To Robert R. Livingston

Two ALS4 and transcript: National Archives; press copy of ALS: Myron Kaller and Associates, Asbury Park, New Jersey (1991)

Passy, Jany. 21. 1783.

Sir,

I have just received your Letters of Novr. 9. & Decr. 3.5 This is to inform you, & to request you would inform the Congress, that the Preliminaries of Peace between France, Spain, and England were yesterday signed, and a Cessation of Arms agreed to by the Ministers of those Powers, and by us in Behalf of the United States: Of which Act, so far as relates to us, I inclose a Copy.6 I have not yet obtained a Copy of the Preliminaries agreed to by the three Crowns, but hear in general that they are very advantageous to France and Spain. I shall be able in a Day or two to write more fully and perfectly. Holland was not ready to sign Preliminaries, but their principal Points are settled.7 Mr Laurens is absent at Bath, and Mr Jay in Normandy, for their Healths,8 but will both be here to assist in forming the Definitive Treaty. I congratulate you & our Country, on the happy Prospects afforded us by the Finishing so speedily this glorious Revolution; and am with great Esteem, Sir, Your most obedient & most humble Servant

B Franklin

Honble. R. R. Livingston Esqr

[Note numbering follows the Franklin Papers source.]

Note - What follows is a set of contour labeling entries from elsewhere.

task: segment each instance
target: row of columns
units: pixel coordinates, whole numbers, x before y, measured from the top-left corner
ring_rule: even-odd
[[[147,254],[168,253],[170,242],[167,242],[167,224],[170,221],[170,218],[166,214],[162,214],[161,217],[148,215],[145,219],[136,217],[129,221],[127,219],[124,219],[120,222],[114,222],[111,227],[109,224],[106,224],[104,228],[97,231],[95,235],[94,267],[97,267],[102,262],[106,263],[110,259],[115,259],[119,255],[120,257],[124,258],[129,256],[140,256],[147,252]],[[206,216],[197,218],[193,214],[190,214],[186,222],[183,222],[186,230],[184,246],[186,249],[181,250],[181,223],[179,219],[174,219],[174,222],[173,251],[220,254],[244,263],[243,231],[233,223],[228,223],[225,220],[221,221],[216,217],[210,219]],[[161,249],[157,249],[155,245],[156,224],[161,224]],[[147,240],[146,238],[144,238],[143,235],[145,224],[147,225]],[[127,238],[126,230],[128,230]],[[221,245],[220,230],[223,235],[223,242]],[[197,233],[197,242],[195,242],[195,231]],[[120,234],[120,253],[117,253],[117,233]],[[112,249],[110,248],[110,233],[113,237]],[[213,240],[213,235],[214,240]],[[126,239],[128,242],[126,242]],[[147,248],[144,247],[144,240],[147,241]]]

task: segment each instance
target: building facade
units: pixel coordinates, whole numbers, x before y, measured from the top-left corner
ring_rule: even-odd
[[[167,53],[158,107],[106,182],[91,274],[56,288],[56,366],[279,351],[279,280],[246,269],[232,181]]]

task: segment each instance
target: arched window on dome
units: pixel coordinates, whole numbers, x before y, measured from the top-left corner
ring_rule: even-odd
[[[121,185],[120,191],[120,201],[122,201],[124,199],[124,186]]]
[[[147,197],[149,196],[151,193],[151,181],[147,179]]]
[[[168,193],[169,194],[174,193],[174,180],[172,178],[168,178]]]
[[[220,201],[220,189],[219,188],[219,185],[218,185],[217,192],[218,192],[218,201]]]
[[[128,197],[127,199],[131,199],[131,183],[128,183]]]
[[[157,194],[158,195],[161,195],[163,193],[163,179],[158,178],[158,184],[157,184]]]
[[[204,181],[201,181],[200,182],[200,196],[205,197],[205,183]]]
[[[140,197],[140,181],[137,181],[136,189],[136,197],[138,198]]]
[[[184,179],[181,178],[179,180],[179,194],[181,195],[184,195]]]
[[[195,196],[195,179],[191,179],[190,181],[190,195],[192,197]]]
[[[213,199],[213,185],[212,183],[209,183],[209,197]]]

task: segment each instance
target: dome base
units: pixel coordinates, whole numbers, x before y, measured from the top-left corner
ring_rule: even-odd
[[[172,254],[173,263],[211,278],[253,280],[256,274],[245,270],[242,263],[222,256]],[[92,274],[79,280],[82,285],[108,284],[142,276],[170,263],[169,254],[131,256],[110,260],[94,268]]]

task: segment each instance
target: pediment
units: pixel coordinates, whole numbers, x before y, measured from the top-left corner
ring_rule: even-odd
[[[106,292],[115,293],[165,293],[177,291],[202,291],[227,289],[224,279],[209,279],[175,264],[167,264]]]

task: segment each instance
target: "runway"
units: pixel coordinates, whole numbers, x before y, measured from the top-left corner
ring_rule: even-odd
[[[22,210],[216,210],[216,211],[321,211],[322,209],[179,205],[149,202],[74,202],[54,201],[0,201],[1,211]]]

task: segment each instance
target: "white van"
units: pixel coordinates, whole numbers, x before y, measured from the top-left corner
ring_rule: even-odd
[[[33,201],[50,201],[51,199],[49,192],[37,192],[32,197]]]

4With minor differences in phraseology.

5XXXVIII, 292–5, 405–6. The Heer Adams, which carried them, arrived in Lorient on Jan. 18: Barclay to JA, Jan. 19, 1783 (Mass. Hist. Soc.).

6On Jan. 20 Fitzherbert presented BF and JA with a Declaration of the Cessation of Hostilities between Great Britain and the United States, a general statement vowing to observe the same terms and timetable as were included in the preliminary articles he signed that day with France and Spain. The American commissioners drafted and signed a document that both accepted the British declaration and made a reciprocal one: XXXVIII, 605–8. Because the terms were not specified in those documents, the commissioners had WTF transcribe the relevant articles of the Anglo-French preliminaries, Articles 1 and 22. BF enclosed a copy of those articles in this letter to Livingston. (It was a press copy in L’Air de Lamotte’s hand, now at the National Archives. A copy in WTF’s hand is at the Mass. Hist. Soc.) Article 1 stated that as soon as the preliminaries were ratified, orders would be sent to all armies, squadrons, and subjects of the two powers to stop hostilities; each power would likewise issue sea passes for the ships carrying the news to their possessions. Article 22 spelled out the timetable by which the armistice would take effect in different parts of the world, starting from the date of the ratification: 12 days for ships in the Channel and in the North Sea; one month for the area from the Channel and North Sea to the Canary Islands, in either the Atlantic Ocean or the Mediterranean; two months from the Canaries to the equator; five months for anywhere beyond the equator: Parry, Consolidated Treaty Series, XLVIII, 238–9.

7They were settled by Alleyne Fitzherbert and the comte de Vergennes: XXXVIII, 595n.

8Laurens, who described himself as extremely ill, arrived in London on Jan. 15 and set out for Bath the next day, after receiving permission from the king to stay in England to recuperate: XXXVIII, 515n; Laurens Papers, XVI, 129–30. Jay returned on Jan. 23: XXXVIII, 596n.